Jakarta, Beritasatu.com -indonisian U -19 Tim nasional akan menghadapi Thailand di final Piala AFF U -19, yang akan diadakan pada hari Senin (29/29/2024) di Bung Tomo Gelora, Surabaya.
Read More : Lawan Tiongkok, Indonesia Tetap Berpeluang Juarai Piala Suhandinata
Emerson Parira Dr Silva memiliki banyak manfaat karena Indonesia harus menyadari tim perang tim.
Thailand berkembang di semifinal setelah balapan Grup C.
Salah satu keuntungan dari Thailand adalah kecepatan yang mereka miliki. Untuk keuntungan ini, Thailand menangkap Singapura 2-1, mengalahkan Bruni 6-0 dan menangkap 1-1 melawan Malaysia.
Meskipun hanya satu kelompok C di bawah Malaysia, itu tidak menunjukkan kelemahan Thailand. Dia berhasil mengejutkan penyitaan tim utama Australia di semifinal.

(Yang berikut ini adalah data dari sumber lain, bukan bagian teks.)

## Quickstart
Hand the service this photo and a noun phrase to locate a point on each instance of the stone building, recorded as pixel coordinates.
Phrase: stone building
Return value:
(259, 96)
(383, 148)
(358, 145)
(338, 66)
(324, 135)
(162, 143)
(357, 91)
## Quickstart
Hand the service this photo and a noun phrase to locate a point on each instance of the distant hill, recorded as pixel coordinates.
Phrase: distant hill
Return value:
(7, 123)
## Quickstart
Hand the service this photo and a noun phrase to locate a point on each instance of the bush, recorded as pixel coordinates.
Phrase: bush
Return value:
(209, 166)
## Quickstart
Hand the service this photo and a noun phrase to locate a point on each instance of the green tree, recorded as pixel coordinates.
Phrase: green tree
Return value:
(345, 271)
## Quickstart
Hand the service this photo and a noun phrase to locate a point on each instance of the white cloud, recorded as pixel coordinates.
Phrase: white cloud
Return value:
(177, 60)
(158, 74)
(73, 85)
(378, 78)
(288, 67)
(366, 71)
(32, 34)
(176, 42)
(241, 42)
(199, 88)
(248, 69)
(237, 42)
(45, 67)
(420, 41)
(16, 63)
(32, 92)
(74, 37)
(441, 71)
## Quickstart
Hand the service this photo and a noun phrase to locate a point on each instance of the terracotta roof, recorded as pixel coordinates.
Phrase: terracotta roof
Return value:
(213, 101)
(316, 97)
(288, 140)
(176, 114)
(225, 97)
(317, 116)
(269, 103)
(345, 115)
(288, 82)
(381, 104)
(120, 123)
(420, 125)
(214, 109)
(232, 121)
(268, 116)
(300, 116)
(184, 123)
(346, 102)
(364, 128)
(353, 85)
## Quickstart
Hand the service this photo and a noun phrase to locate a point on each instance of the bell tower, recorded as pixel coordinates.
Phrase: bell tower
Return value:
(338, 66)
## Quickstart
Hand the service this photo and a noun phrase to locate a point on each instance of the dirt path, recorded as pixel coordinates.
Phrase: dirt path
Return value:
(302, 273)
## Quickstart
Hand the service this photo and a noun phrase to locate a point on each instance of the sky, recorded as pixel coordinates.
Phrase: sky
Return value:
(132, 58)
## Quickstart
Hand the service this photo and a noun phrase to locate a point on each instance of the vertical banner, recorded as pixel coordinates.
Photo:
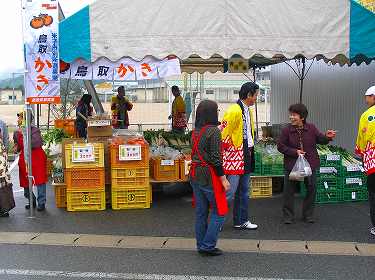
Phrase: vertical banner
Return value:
(147, 69)
(103, 70)
(125, 70)
(41, 42)
(81, 70)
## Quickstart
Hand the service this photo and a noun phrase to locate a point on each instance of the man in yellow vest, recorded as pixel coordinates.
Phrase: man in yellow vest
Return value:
(120, 107)
(238, 137)
(365, 147)
(178, 116)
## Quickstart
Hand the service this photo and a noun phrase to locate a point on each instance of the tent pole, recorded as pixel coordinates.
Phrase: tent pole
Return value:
(48, 116)
(302, 78)
(256, 104)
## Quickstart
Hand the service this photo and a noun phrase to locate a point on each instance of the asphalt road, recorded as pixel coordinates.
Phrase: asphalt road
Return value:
(186, 263)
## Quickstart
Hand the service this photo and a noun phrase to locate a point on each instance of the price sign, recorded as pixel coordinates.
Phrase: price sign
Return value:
(328, 170)
(351, 181)
(353, 168)
(167, 163)
(83, 154)
(96, 123)
(130, 152)
(333, 157)
(187, 166)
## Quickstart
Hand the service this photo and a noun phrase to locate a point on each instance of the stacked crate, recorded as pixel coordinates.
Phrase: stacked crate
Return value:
(329, 182)
(354, 184)
(85, 177)
(130, 177)
(338, 183)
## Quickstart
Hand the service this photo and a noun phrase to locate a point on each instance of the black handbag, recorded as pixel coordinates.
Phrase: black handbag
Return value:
(6, 198)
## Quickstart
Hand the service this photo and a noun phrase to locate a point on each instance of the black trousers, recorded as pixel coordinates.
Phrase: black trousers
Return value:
(308, 202)
(371, 196)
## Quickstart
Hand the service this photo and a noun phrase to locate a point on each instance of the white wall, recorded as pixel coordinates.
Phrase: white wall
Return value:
(334, 96)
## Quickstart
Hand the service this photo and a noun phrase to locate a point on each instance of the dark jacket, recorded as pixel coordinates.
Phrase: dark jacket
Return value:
(210, 149)
(289, 143)
(249, 158)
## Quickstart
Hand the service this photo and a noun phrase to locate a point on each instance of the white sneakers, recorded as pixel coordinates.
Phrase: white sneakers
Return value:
(247, 225)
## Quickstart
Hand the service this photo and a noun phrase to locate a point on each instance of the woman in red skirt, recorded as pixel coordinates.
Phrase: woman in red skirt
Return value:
(39, 164)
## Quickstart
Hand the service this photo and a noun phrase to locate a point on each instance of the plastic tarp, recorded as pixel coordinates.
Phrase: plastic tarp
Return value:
(337, 30)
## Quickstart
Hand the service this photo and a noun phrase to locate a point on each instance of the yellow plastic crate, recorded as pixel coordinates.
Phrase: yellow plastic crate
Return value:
(85, 200)
(98, 153)
(131, 198)
(128, 177)
(261, 187)
(91, 178)
(60, 194)
(165, 172)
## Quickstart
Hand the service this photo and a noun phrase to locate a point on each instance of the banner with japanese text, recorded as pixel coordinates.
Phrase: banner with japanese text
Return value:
(41, 43)
(126, 69)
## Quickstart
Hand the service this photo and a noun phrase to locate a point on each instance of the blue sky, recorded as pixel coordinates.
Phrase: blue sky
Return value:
(11, 55)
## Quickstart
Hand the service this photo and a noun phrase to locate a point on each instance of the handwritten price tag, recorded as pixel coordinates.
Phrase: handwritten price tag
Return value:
(83, 154)
(130, 152)
(353, 168)
(167, 163)
(328, 170)
(333, 157)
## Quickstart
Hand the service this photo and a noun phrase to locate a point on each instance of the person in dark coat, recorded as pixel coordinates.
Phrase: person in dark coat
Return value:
(301, 138)
(83, 111)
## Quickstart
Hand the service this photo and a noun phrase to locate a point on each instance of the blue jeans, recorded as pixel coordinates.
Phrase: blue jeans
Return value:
(206, 232)
(239, 192)
(42, 196)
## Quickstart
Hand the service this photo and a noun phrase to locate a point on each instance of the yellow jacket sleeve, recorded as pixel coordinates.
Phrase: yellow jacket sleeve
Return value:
(232, 125)
(366, 131)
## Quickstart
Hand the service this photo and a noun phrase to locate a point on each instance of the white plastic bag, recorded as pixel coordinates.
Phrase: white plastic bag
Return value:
(300, 170)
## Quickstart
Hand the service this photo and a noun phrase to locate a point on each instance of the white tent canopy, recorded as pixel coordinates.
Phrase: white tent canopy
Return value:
(114, 29)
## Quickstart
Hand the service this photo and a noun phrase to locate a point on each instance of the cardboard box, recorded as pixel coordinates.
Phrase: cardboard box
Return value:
(99, 131)
(69, 141)
(107, 161)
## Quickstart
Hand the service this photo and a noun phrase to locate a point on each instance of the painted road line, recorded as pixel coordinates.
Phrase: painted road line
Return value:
(128, 276)
(189, 244)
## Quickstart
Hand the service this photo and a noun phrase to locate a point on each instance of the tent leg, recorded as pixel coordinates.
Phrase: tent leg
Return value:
(95, 97)
(28, 158)
(302, 78)
(256, 106)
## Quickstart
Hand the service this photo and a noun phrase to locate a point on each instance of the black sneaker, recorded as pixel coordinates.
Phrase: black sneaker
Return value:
(41, 208)
(213, 253)
(27, 206)
(309, 220)
(4, 215)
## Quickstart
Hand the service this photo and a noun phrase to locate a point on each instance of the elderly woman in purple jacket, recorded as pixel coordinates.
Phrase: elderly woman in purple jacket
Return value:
(300, 137)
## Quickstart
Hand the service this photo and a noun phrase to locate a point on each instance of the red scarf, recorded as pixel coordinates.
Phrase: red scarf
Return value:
(219, 192)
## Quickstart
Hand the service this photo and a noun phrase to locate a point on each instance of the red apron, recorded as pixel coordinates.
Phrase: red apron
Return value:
(39, 165)
(219, 192)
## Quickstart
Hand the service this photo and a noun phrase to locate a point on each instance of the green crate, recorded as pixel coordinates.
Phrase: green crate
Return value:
(333, 160)
(355, 194)
(353, 173)
(274, 169)
(329, 182)
(333, 195)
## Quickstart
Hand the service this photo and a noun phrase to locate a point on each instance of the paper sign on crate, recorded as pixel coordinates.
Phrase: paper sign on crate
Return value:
(187, 166)
(130, 152)
(83, 154)
(333, 157)
(167, 162)
(328, 170)
(350, 181)
(353, 168)
(98, 123)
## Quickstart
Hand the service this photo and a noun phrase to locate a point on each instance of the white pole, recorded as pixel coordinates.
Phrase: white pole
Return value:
(27, 145)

Keuntungan lain dari Thailand adalah memiliki perlindungan yang relatif kuat. Saat bersaing melawan Australia di semifinal, ia bermain dengan 10 orang dari menit ke -67 karena Podthisong Rapifat menerima kartu merah setelah mengumpulkan dua kartu kuning di menit ke -67.

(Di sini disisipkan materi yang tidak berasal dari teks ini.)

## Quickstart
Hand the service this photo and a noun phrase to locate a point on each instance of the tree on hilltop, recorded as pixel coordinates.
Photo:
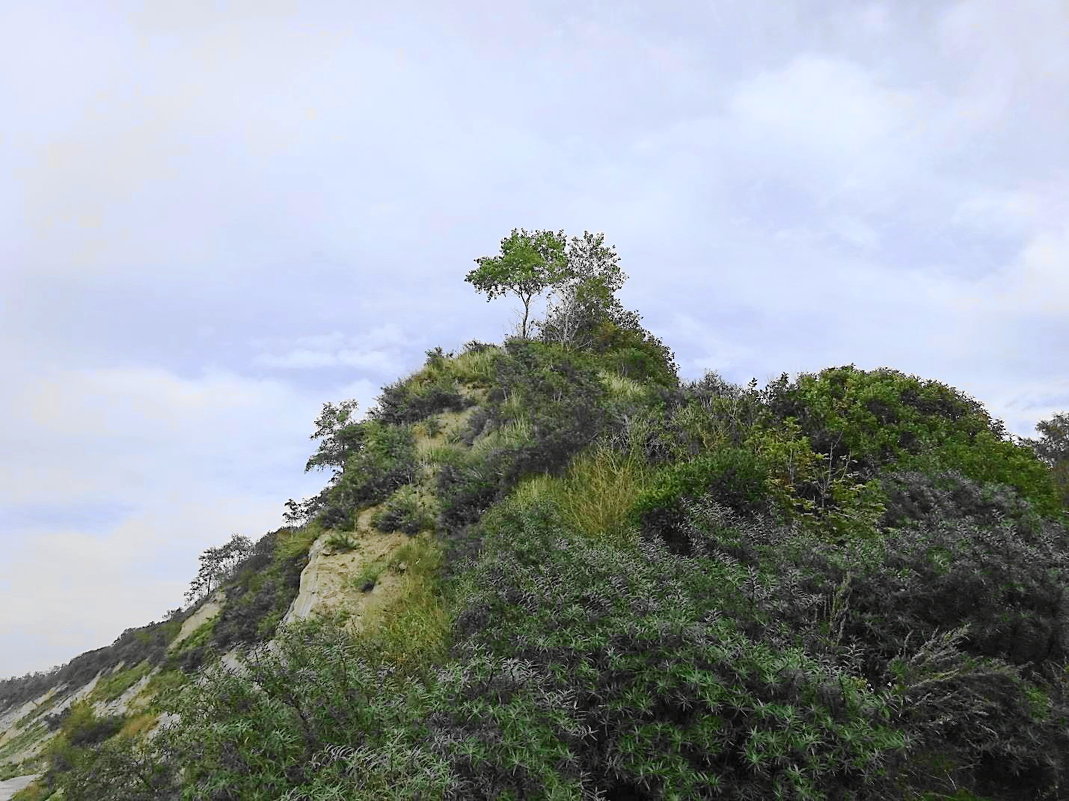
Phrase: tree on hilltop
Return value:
(530, 262)
(216, 565)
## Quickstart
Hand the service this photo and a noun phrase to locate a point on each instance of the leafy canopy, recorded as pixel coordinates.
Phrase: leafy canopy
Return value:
(530, 262)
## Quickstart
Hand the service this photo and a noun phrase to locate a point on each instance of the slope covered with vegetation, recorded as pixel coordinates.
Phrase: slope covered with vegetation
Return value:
(847, 585)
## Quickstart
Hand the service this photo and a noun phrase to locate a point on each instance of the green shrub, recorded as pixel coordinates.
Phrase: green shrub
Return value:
(406, 510)
(586, 667)
(341, 542)
(385, 460)
(114, 684)
(264, 587)
(732, 477)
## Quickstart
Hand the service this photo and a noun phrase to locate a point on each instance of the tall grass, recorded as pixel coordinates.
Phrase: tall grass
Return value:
(594, 495)
(413, 624)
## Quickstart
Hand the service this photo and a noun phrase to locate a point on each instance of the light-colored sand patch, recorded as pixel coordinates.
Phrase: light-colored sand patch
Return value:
(329, 582)
(9, 788)
(207, 611)
(130, 701)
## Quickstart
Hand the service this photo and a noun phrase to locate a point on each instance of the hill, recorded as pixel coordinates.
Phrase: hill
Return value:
(546, 569)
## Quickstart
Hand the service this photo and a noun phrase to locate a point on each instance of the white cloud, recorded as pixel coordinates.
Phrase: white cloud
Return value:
(156, 467)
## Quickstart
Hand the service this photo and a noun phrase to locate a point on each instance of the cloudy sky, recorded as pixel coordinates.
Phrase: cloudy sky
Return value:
(215, 216)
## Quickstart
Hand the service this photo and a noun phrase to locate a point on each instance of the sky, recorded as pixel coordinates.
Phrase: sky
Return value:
(217, 216)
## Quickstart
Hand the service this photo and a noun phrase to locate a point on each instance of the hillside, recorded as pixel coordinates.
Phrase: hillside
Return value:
(546, 569)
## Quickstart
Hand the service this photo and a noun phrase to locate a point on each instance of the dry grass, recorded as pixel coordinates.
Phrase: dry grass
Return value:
(595, 494)
(413, 622)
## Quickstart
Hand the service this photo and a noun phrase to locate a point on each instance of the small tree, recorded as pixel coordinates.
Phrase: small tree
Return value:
(586, 296)
(1053, 448)
(217, 564)
(530, 262)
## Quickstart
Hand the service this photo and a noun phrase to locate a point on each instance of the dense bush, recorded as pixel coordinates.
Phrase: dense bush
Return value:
(384, 461)
(406, 510)
(732, 477)
(623, 673)
(965, 622)
(259, 595)
(557, 394)
(878, 419)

Australia menggunakan manfaat dari jumlah pemain sampai pertandingan berakhir. Namun, sementara hakim adalah peluit panjang, ia gagal untuk mematahkan niat Thailand. Ini terbukti paling sulit untuk melindungi Thailand.

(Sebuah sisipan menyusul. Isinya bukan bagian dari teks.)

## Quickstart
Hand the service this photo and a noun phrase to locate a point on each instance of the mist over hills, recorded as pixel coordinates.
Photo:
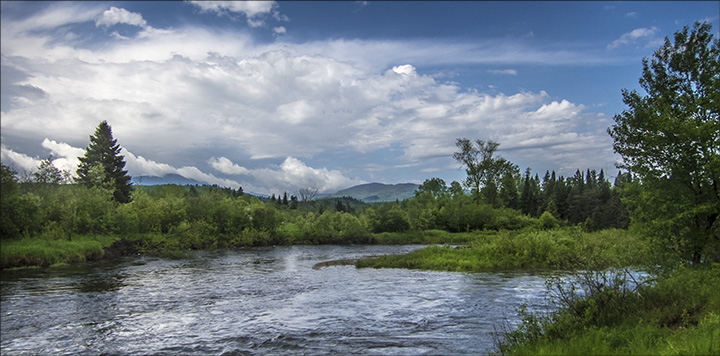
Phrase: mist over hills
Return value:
(378, 192)
(369, 193)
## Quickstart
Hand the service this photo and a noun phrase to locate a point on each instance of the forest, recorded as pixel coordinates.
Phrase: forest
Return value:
(168, 219)
(660, 213)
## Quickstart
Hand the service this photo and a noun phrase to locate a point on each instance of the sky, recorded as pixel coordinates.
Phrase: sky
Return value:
(278, 96)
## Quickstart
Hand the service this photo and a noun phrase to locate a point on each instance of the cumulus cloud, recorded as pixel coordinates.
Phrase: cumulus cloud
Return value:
(293, 175)
(503, 71)
(20, 162)
(253, 10)
(226, 166)
(633, 36)
(195, 97)
(115, 15)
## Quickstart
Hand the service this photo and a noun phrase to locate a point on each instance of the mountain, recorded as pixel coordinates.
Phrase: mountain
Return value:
(166, 179)
(378, 192)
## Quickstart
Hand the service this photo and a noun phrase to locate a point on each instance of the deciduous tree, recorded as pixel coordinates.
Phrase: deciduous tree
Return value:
(670, 138)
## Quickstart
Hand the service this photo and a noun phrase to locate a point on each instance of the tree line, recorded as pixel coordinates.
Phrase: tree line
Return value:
(668, 140)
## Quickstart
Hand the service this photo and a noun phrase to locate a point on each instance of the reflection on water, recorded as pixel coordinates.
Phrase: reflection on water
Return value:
(264, 301)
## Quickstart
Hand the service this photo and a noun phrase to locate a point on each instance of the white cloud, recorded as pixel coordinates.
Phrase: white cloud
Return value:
(293, 175)
(253, 10)
(19, 162)
(116, 15)
(633, 36)
(226, 166)
(187, 94)
(503, 71)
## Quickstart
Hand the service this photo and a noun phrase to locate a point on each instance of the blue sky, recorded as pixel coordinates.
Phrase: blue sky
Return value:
(278, 96)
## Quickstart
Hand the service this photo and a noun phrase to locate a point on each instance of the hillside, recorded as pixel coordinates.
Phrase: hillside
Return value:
(378, 192)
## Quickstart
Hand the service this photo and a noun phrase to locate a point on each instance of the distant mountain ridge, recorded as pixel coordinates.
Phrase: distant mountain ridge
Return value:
(369, 193)
(378, 192)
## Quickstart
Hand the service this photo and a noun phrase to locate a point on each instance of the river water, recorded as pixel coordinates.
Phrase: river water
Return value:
(259, 301)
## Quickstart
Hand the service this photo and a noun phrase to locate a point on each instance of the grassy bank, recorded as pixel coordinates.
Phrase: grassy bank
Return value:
(41, 252)
(567, 248)
(677, 314)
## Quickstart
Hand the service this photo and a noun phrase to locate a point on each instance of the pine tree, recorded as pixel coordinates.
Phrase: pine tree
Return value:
(104, 151)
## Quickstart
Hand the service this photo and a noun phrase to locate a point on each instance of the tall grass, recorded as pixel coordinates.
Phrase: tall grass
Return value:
(47, 251)
(677, 314)
(567, 248)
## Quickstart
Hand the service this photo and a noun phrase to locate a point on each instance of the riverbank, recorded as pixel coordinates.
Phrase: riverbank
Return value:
(565, 248)
(46, 250)
(677, 314)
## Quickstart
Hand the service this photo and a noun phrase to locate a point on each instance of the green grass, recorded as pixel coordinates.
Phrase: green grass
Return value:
(27, 252)
(678, 314)
(567, 248)
(423, 237)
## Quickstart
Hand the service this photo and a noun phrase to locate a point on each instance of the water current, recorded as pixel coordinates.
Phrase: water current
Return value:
(259, 301)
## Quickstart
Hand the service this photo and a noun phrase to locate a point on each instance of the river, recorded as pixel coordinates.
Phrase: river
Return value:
(258, 301)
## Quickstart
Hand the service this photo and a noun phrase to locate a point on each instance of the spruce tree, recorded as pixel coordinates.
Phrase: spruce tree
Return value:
(104, 151)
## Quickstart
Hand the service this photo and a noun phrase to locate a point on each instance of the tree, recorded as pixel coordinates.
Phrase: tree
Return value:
(434, 186)
(483, 171)
(670, 139)
(104, 151)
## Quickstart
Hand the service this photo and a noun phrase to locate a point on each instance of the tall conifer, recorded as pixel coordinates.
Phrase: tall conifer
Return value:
(104, 151)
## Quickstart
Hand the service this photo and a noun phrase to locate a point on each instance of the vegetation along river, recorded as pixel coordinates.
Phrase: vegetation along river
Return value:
(260, 301)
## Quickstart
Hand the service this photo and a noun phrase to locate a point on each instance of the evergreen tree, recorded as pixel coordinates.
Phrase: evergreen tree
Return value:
(104, 151)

Read More : Rumahnya Ludes Dampak Kebakaran Hutan di Los Angeles, Paris Hilton: Keluarga Saya Selamat
Indonesia juga harus menyadari beberapa pemain Thailand. Dua dari mereka adalah Picavet Lavohiyat dan Kand Ryan. Kedua pemain telah mencetak dua gol di turnamen.
Pemain Thailand lainnya tidak berarti Anda tidak perlu memperhatikan. Lima pemain lainnya juga telah memberikan gol dan mereka juga memiliki keunggulan. Mereka pasti akan mencoba memainkan yang terbaik untuk kembali menunjukkan kekuatan mereka di Asia Tenggara.
Keuntungan lain dari Thailand adalah kekuatan mental yang dimiliki pemain. Di final, Stadion Bung Tomo akhirnya bertindak di depan para pendukung Indonesia, tetapi dikatakan bahwa gajah perang baru tidak akan dinonaktifkan.